Because, duh. I wish I could remember who wrote it, but I read the other day the best description I can think of Carolina’s line: “Carolina is starting possibly the only two offensive tackles in history who are more famous for something other than being good offensive tackles.”



Rex Ryan met with Collins in Baton Rouge, so the interest is clear. The “maybe” comes from whether or not Collins would get a legitimate chance to start at tackle. The Bills only have three tackles on the roster, and only Cordy Glenn should really be starting in the NFL. (Seantrel Henderson may get there someday; I think Cyrus Kouandijo’s knee is shot.) They’re thick at guard with the signing of Richie Incognito and the drafting of John Miller. (I don’t think Incognito should be back in the league, but even without him, a line of Glenn – Miller – Eric Wood – Cyril Richardson – Collins isn’t bad– or, if Richardson really stinks, kick Glenn inside and make him one of the best guards in the league.)
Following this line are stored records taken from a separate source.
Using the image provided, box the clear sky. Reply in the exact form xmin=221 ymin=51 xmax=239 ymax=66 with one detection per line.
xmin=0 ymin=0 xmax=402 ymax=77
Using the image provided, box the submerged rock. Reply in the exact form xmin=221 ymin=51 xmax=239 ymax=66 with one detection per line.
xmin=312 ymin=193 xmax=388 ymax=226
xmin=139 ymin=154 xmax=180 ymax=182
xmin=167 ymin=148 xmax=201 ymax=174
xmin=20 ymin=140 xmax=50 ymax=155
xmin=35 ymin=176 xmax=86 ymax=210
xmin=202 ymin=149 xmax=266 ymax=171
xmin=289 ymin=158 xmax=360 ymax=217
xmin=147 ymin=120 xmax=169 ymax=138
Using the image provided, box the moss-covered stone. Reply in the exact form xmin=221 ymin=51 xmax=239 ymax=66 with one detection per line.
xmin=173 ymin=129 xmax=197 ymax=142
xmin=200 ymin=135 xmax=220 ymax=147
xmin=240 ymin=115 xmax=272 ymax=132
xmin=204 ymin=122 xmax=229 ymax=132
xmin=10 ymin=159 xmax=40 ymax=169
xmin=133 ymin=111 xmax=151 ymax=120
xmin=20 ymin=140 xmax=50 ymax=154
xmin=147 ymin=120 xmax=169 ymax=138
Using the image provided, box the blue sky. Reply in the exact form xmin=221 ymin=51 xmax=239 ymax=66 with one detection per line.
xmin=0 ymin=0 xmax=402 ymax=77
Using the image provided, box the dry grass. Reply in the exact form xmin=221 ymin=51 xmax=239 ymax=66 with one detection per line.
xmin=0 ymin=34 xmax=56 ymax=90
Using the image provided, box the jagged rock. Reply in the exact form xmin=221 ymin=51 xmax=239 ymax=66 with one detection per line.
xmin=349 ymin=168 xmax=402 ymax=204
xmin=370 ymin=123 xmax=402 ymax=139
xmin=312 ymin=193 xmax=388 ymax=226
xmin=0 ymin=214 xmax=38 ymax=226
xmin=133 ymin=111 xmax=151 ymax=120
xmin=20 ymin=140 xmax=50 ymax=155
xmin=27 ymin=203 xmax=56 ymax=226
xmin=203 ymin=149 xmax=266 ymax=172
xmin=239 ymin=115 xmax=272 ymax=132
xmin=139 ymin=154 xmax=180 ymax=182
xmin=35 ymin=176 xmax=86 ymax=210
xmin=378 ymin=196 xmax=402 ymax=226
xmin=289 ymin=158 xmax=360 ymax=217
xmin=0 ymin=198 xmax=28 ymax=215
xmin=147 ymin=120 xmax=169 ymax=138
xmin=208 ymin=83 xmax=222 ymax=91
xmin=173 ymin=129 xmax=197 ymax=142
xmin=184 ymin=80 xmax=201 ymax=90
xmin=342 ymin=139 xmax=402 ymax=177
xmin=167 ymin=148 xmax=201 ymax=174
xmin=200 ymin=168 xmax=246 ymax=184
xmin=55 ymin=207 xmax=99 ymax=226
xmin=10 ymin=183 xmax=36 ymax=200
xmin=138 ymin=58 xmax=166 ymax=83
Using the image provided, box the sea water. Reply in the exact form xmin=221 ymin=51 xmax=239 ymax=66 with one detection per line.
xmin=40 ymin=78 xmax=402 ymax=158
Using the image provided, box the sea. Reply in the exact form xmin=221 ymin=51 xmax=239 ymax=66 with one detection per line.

A very similar situation to Detroit’s: A passable right tackle and a rookie drafted to help solidify the interior line. Collins replacing Jordan Mills would be a solid upgrade.


Brandon Scherff ain’t gonna work at right tackle. Just move him inside already and add Collins. Adding Scherff and Collins to Trent Williams would give this team three legit offensive linemen, instead of one.


The real question here is if the team is ready to move on from Gosder Cherilus. Never a world-beating tackle, Cherilus’ microfracture surgery a few years ago may have ended whatever claims he had at having top-flight tackle skills. Enter Collins to step in and replace him.

Collins could also shore up in the interior line, where the Colts have linemen in quantity but questionable quality, but we’re looking for a spot he can play right tackle (or even left tackle, if the team is weak enough there).

Close but no cigar


With yet another serious knee injury, I think the likelihood that Sam Baker’s career is toast is depressingly high. The current listed starter at right tackle is Ryan Schraeder– “Who?” was my reaction as well. Collins could start at right tackle right away.

Unfortunately, new OC Kyle Shanahan is known for using a zone-blocking scheme, and as long as we’re projecting Collins to be a better fit for a gap-based offense, that precludes him signing here.


Word is that LSU alums Jarvis Landry and Anthony Johnson have been trying to recruit Collins. I’m sure Miami would love to have a tackle of Collins’ caliber as insurance in case Branden Albert’s knee injury is too severe for him to return to his previous level of play. Unfortunately, I doubt Collins is going to want to go anywhere where he’s expected to start at guard (neither Albert nor Ja’Wuan James are kicking inside for him), and even less so that he’ll want to go somewhere he might not start right away.

St. Louis

I think he’s better than anyone they drafted, but they still drafted a bunch of lineman, and they’re going to play them. To be honest, I don’t think Collins should go to a team with as little seeming idea what they’re doing as the Rams (but that’s a story for another column).


I’m sure other teams would be interested in La’el Collins. I thought he was a tremendous prospect, and would likely be an upgrade somewhere on the line for any team. But he’s going to have particular needs when choosing the right fit for him, and I think these teams are best poised to offer him what he wants.